The statement:
Suppose that a patient tests positive for a disease affecting $1$% of the population. For a patient who has the disease, there is a $95$% chance of testing positive, and for a patient who doesn't has the disease, there is a $95$% chance of testing negative. The patient gets a second, independent, test done, and again tests positive. Find the probability that the patient has the disease.
The problem:
I can solve this problem, but I'm unable to understand what is wrong with the following:
Let $T_i$ be the event that the patient tests positive in the $i$-th test, and let $D$ be the event that the patient has the disease.
The problem says that $P(T_1, T_2) = P(T_1)P(T_2)$, because the tests are independent.
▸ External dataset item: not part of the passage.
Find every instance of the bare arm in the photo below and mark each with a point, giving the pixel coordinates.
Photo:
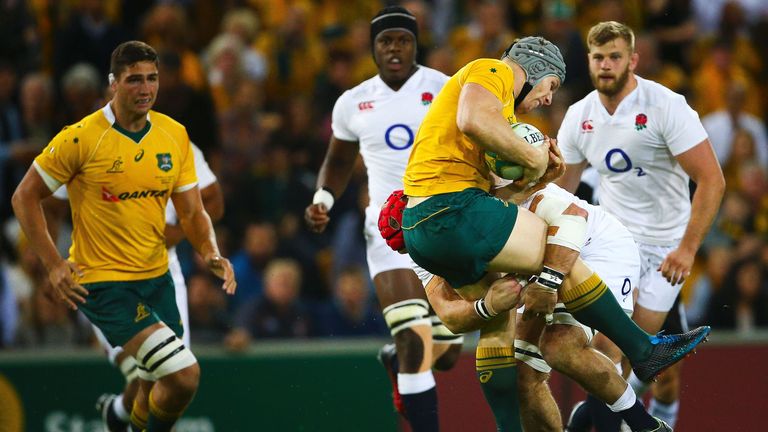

By law of total probability we know that: $$P(T_1, T_2) = P(T_1, T_2\,|\,D)P(D) + T(T_1, T_2\,|\,D^c)P(D^c)$$ Replacing, and assuming conditional independence given $D$, we have: $$P(T_1, T_2) = 0.95^2*0.01 + 0.05^2*0.99 = 0.0115$$
This is the correct result, but now let's consider that: $$P(T_1, T_2) = P(T_1)P(T_2)$$
We know that $T_1 = T_i$ for all $i$ because of symmetry, so we have $P(T_1, T_2) = P(T_1)^2$. Again, by law of total probability: $$P(T_1) = P(T_1\,|\,D)P(D) + P(T_1|D^c)P(D^c)$$ $$P(T_1) = 0.95*0.01 + 0.05*0.99 \approx 0.059$$ So we have: $$P(T_1, T_2) = P(T_1)^2 \approx 0.059^2 \approx 0.003481$$
The second approach is wrong, but it seems legitimate to me, and I'm unable to find what's wrong.
Thank's for your help, you make self studying easier.